From a strategic perspective, the current environment creates a chilling effect on investment and innovation. Businesses are hesitant to commit significant resources to projects when the regulatory landscape remains uncertain. This uncertainty also impacts consumer confidence and potentially hinders broader adoption of cryptocurrencies.

Furthermore, the lack of a clear regulatory framework opens the door to enforcement actions based on ambiguous interpretations of existing laws. This approach, while perhaps offering short-term control, ultimately stifles innovation and creates a less competitive environment.

What To Watch

Several factors will influence the future of crypto regulation in the US. Firstly, the outcome of upcoming elections could significantly shift the political landscape and impact the appetite for crypto-friendly legislation. Secondly, the actions of regulatory bodies like the Securities and Exchange Commission (SEC) and the Commodity Futures Trading Commission (CFTC) will continue to shape the industry. The SEC's approach to classifying digital assets as securities, and the CFTC's oversight of crypto derivatives, are particularly important to monitor.

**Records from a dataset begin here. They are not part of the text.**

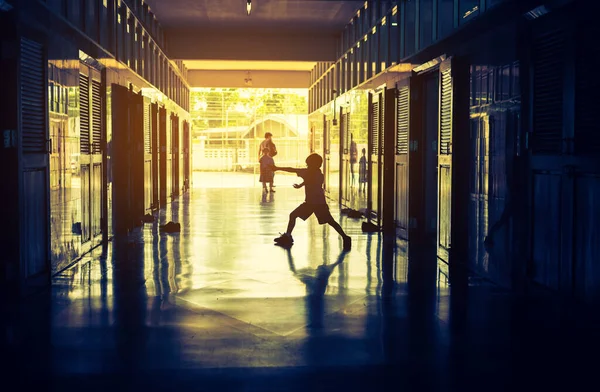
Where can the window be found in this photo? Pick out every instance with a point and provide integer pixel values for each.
(426, 23)
(409, 27)
(467, 10)
(394, 28)
(445, 18)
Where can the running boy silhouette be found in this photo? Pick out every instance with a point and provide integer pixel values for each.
(314, 203)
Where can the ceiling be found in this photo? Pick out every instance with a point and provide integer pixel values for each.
(231, 65)
(288, 14)
(280, 41)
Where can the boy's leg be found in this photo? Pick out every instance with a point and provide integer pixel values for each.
(347, 240)
(291, 223)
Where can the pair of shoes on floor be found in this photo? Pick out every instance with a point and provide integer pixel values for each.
(284, 240)
(171, 227)
(347, 243)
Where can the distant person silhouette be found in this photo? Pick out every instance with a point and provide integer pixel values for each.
(269, 144)
(314, 202)
(353, 160)
(362, 172)
(266, 170)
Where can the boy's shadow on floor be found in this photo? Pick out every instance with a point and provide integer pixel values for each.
(316, 281)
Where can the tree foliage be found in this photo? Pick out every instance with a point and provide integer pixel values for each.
(223, 107)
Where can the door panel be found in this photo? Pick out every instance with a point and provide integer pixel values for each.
(445, 160)
(423, 155)
(155, 152)
(402, 144)
(97, 199)
(326, 153)
(85, 203)
(35, 230)
(148, 187)
(344, 157)
(374, 166)
(85, 153)
(35, 159)
(164, 183)
(175, 155)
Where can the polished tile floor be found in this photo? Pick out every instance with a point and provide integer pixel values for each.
(218, 306)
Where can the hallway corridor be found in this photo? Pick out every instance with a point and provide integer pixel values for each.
(218, 306)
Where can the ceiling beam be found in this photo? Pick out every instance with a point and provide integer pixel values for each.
(251, 44)
(259, 79)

Finally, the evolution of the global regulatory landscape will exert pressure on the US to adopt a more coherent approach. As other countries develop comprehensive frameworks for digital assets, the US risks falling behind and losing its competitive edge in this emerging technology.

The stakes are high. A proactive and well-defined regulatory approach is essential for fostering innovation, protecting consumers, and ensuring the long-term success of the crypto industry in the United States.